40年前は、半導体の研究開発に対する連邦政府の投資額は、民間が拠出していた研究開発に対する投資額の2倍ほどあったという。しかし21世紀に入った現在、事情は大きく変化し、民間企業の直接的な半導体研究に対する投資は、連邦政府のそれよりも23倍も多くなっているという。
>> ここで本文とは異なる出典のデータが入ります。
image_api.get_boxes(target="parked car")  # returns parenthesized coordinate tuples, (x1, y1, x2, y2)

米国の半導体関連企業の多くが、収益の約20%を毎年研究開発に投資している。これは、あらゆる産業セクターの中にあって、もっとも高い割合だという。2019年、半導体の研究開発に対する民間資金は合計で400億ドル近くにのぼったが、連邦政府が核となる半導体の研究開発に投じたのはわずか17億であったという。半導体関連分野の研究にも43億ドルが投じられているが、こうした政府による投資の増加が、市場の有望性を示すことにつながり、さらなる大きな民間投資につながることが期待できるとしている。

  • SIA

    連邦政府(緑色)および民間企業(青色)の半導体および関連研究投資額の推移

連邦政府の半導体研究開発投資拡大で得られるもの

世界経済の成長がテクノロジーの発展に依存するようになるにつれ、半導体技術の進歩はより複雑化され、それを実現するためのコストは高騰している。そのため、SIAでは、半導体技術および人工知能、量子コンピュータ、高度なワイヤレスネットワークを含む将来の主要技術における米国のリーダーシップを維持するためには、連邦政府の半導体研究開発投資額の増加が必要であると指摘している。
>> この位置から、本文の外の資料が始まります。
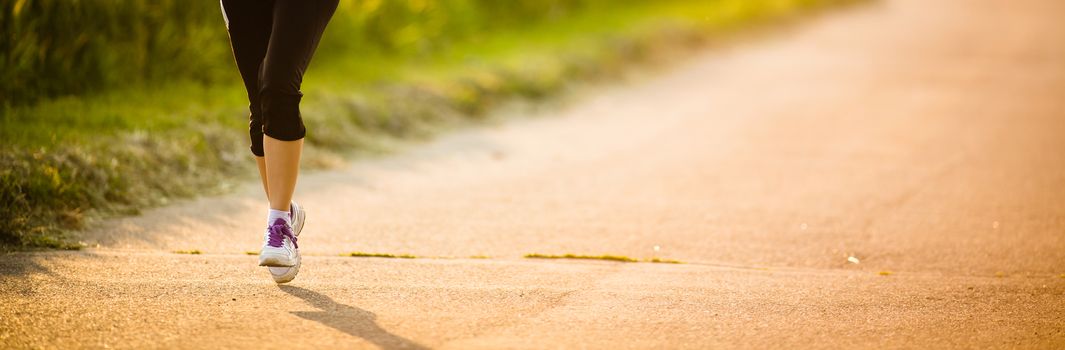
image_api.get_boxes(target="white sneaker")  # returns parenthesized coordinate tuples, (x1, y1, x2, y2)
(269, 202, 305, 283)
(258, 206, 299, 267)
SIAの試算によると、半導体研究に対する連邦政府の投資を3倍にして(2024年までに17億ドルから51億ドルにして)、半導体関連の研究への連邦投資を2倍にすると(2024年までに43億ドルから86億ドルにすると)、2029年までに米国のGDPは1610億ドル増加するという。そして、2029年までに50万人近くの雇用が創出されるとしており、これらの結果、世界的な競争の激化に直面しても、米国のテクノロジーリーダーシップを維持する事ができるようになるとしている。

結論としては、半導体研究への資金の増加は連邦政府にとって健全な投資であり、経済全体に大きな利益をもたらすとしている。